Posturas de las partes involucradas
La delegación israelí subrayó que su seguridad y respeto territorial solo se garantizarían con “el desarme de Hezbolá” y “el desmantelamiento de su infraestructura en todo Líbano”. El embajador israelí en Estados Unidos, Yechiel Leiter, aclaró que “si Hezbolá cree que este resultado le otorga impunidad, se equivoca”, y recalcó que el alto el fuego “depende totalmente” del cese total de los ataques y del desmantelamiento completo de la milicia y su infraestructura terrorista.
Por su parte, la delegación libanesa enfatizó la necesidad de “respeto mutuo de las fronteras reconocidas internacionalmente” y urgió “aplicar plenamente el cese de hostilidades” respetando principios de soberanía e integridad territorial. Asimismo, Beirut confirmó su compromiso de fortalecer las Fuerzas Armadas libanesas para que, con apoyo estadounidense, puedan ejercer control efectivo en todo el territorio nacional.
Contexto de las hostilidades recientes
Estados Unidos, que ha mediado en estas conversaciones, reafirmó su apoyo constante a ambos gobiernos para que ejerzan su soberanía y recordó que cualquier acuerdo debe surgir directamente entre las partes, con la mediación estadounidense, sin vías paralelas.

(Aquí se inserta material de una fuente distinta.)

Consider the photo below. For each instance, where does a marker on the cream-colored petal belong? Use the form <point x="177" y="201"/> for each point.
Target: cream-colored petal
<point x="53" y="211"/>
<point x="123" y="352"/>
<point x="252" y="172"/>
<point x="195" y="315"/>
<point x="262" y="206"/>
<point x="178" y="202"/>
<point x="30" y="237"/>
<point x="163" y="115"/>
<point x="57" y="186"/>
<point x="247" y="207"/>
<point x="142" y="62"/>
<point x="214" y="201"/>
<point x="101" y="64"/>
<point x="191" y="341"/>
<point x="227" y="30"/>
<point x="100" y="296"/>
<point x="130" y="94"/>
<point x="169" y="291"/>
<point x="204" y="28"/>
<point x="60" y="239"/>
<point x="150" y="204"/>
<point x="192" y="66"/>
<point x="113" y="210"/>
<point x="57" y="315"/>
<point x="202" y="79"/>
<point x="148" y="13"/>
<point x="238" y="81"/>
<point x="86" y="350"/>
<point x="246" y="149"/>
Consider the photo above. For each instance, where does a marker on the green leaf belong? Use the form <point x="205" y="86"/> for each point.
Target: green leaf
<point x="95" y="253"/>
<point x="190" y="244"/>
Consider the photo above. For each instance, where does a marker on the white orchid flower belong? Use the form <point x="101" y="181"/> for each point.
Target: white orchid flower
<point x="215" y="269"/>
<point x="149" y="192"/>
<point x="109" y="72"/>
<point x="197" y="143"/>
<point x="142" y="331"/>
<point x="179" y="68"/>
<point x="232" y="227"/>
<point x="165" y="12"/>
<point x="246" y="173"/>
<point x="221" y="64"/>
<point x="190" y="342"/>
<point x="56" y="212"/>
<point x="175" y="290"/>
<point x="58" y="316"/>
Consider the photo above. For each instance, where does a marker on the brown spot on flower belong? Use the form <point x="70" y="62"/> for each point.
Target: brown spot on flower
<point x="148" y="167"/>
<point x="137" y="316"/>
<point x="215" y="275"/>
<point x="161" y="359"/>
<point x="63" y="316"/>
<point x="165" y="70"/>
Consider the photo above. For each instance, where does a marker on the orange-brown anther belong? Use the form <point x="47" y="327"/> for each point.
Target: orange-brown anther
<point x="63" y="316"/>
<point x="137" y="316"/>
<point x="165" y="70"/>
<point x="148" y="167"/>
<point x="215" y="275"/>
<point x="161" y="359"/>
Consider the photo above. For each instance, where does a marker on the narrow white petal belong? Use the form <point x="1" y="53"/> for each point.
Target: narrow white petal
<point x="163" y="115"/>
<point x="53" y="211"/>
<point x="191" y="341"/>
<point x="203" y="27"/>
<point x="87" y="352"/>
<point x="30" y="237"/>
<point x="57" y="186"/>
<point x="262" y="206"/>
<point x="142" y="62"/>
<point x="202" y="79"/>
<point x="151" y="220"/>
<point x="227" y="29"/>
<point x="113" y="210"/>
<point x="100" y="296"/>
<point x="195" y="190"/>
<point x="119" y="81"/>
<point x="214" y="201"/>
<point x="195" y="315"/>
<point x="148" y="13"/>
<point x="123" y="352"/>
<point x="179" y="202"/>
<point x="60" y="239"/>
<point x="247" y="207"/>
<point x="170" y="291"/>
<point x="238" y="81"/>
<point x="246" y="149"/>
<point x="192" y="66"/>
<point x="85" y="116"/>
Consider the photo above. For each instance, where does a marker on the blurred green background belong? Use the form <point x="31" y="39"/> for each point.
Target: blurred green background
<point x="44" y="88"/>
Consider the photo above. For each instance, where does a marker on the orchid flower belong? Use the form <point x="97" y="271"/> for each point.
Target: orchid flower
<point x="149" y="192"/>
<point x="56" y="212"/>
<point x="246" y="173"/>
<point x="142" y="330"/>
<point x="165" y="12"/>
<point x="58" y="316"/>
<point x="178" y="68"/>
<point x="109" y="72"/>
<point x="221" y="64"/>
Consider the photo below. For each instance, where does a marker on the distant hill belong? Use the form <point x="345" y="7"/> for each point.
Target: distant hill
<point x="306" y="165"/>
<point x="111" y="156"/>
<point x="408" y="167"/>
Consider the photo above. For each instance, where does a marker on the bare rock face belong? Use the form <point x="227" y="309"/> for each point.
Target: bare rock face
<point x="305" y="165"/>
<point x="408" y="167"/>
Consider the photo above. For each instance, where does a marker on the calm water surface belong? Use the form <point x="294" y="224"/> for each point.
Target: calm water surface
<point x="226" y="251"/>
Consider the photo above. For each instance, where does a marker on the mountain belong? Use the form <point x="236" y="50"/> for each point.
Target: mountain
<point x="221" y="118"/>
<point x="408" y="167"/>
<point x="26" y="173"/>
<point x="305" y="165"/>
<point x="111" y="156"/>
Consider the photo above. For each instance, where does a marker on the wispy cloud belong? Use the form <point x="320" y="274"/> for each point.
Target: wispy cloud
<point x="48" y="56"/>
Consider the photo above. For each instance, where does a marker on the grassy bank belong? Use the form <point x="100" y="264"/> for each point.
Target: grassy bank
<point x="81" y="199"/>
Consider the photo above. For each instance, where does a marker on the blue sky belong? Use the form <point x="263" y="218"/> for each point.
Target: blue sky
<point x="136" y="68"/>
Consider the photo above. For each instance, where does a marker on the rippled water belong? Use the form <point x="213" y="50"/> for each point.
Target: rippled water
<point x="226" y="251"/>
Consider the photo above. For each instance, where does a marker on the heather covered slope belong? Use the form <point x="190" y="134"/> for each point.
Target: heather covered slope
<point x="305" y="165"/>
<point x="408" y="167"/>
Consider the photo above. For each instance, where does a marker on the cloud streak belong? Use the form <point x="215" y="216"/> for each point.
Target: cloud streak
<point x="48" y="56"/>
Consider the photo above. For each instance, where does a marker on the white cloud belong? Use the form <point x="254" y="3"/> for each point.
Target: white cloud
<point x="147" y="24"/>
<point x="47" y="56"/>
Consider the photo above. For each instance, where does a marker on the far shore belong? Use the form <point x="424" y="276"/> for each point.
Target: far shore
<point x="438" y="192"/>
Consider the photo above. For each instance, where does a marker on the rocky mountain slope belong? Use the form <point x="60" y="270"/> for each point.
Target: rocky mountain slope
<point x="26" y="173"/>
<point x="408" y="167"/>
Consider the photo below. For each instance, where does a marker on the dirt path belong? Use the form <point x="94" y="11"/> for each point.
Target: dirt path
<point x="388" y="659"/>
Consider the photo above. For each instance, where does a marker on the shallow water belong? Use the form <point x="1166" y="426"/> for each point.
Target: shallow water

Mike Huckabee, embajador estadounidense en Israel, calificó las jornadas como “muy intensas” y destacó dos conclusiones clave: “Hezbolá debe dejar de matar israelíes y retirarse del sur de Líbano, e Irán no tiene nada que ver en la decisión del futuro de nadie”.
Las hostilidades a gran escala comenzaron el 2 de marzo cuando Hezbolá lanzó proyectiles contra Israel en represalia por la muerte del líder supremo iraní, atribuida a una ofensiva israelí-estadounidense del 28 de febrero. Desde entonces, los bombardeos israelíes en territorio libanés han dejado más de 3.500 muertos y 10.600 heridos, a pesar de que en abril se acordó un alto el fuego que fue extendido luego 45 días, sin detener completamente los ataques.
Anteriormente, tras más de un año de enfrentamientos iniciados en octubre de 2023, ambas partes ya habían pactado un alto el fuego en noviembre de 2024. No obstante, Israel continuó con ataques frecuentes y mantuvo su presencia militar en varios puntos, argumentando acciones contra Hezbolá, mientras que Beirut y el grupo miliciano denunciaban estas maniobras.